Could you name one? I have a lot of titles in my collection and don't recall ever seeing that. The manual for my lp cutter electronics mentions nothing about it as well.
I meant that I marked polarity on the jacket, not that the LP itself was marked. The only ones I recall mentioning polarity were some D2D.

I just recalled when The Tubes "The Completion Backward Principle" was mastered, the producer, David Foster, and Fee Waybill came over with a stack of refs from all over town and New York. I'd been busting David for a few years about his 'neglect' of the mastering process. I'd heard masters and sometimes the LPs didn't 'cut it.' For whatever reason, perhaps to show I was full of [?] or the band pressured him or ????, he had multiple refs made on different lacquers from multiple labs.
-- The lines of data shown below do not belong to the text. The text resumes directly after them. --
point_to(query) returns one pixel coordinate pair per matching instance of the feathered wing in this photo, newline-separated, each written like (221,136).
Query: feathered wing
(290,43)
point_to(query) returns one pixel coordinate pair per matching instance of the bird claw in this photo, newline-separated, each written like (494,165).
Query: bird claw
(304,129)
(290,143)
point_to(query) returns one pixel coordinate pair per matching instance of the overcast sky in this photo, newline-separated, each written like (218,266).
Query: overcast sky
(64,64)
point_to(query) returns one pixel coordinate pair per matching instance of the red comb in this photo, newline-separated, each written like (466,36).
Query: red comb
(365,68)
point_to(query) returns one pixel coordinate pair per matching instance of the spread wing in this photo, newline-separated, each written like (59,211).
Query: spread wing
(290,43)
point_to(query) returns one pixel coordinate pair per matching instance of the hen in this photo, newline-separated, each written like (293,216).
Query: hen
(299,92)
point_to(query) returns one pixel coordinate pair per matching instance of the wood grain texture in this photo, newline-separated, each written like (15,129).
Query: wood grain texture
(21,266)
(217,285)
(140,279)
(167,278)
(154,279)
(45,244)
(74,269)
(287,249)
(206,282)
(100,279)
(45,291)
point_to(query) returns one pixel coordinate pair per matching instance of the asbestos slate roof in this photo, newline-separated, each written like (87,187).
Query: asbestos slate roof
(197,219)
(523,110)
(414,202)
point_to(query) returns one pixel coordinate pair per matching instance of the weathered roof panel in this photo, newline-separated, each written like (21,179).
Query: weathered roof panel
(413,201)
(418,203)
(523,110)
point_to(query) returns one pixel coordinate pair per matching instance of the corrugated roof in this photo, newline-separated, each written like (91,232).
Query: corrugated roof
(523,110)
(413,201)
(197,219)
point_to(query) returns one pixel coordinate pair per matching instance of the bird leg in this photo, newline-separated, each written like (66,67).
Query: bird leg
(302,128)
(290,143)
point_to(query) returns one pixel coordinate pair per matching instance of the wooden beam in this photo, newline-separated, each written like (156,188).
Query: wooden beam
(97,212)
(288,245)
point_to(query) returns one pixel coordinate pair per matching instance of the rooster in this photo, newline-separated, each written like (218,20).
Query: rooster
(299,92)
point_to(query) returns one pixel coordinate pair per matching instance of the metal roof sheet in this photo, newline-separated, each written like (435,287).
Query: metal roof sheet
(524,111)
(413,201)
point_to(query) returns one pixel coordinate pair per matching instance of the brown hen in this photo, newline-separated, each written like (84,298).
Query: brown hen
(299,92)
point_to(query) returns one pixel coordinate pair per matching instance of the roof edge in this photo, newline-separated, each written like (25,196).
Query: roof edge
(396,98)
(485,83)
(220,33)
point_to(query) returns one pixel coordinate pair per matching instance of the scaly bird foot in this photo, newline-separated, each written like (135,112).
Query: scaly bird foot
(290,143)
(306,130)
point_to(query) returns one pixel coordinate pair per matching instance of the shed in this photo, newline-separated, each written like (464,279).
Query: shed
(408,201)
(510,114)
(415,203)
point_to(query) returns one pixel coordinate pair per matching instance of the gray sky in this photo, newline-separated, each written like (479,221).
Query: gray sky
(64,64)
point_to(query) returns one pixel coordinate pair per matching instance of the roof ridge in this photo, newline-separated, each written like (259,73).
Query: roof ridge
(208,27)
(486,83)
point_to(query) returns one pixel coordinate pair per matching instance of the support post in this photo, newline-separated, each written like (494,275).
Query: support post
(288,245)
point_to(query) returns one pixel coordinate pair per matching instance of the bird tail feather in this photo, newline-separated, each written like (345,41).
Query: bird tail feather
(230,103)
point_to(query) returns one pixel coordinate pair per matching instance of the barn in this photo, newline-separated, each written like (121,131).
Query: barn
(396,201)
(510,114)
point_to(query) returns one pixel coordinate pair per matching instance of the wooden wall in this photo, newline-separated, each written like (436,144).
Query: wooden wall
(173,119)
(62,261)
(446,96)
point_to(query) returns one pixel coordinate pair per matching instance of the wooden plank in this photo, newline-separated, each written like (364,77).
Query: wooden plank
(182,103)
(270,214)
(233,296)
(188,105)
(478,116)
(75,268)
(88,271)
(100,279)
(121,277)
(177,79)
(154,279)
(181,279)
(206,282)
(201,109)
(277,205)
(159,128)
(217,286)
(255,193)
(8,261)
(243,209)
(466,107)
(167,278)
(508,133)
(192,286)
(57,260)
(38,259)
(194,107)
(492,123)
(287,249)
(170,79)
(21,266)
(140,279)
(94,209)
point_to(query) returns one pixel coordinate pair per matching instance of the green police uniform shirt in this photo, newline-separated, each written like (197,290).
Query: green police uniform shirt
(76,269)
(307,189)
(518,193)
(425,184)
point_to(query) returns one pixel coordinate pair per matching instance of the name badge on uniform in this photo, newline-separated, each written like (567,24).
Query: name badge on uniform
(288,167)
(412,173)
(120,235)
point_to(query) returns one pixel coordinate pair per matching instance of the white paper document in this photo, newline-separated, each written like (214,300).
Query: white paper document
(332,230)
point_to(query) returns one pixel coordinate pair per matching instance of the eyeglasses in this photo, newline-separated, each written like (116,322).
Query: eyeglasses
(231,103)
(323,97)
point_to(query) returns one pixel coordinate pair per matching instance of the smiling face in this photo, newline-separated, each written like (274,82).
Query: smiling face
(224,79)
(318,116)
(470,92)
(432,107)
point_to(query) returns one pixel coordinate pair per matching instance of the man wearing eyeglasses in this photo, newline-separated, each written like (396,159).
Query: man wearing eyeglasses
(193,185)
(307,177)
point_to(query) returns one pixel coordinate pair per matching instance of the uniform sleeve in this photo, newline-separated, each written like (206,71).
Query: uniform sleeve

At the time I think I had KEF 105.2, Yamaha separates, Oracle TT [arm, cartridge forgotten]. I'd modified both the 105's and electronics.

I forget most of the details now, except some discs were inverted polarity relative to others, verified with an oscilloscope. The best sound was a French lacquer. In the end, it was mastered at Sterling Sound. As I recall, the LP rocked!
I meant that I marked polarity on the jacket, not that the LP itself was marked.
OK- that makes more sense.
I forget most of the details now, except some discs were inverted polarity relative to others, verified with an oscilloscope.
How did you do that? You had the master tape?
some discs were inverted polarity relative to others
I only checked polarity between the reference pressings. I wanted to hear each with the same relative polarity.

As far as the mechanics, just plug a sampling scope into a tape output and check first impact. This also let me check max level and to a lesser degree compression if the wave shape was altered.

As mentioned, multitrack recording may have inconsistent polarity between tracks. I didn't record or mix the album, so I had no idea as to absolute polarity.
You seem to support my assertion that 50% of all recordings are in absolute polarity. Thus the need for a polarity (phase) switch.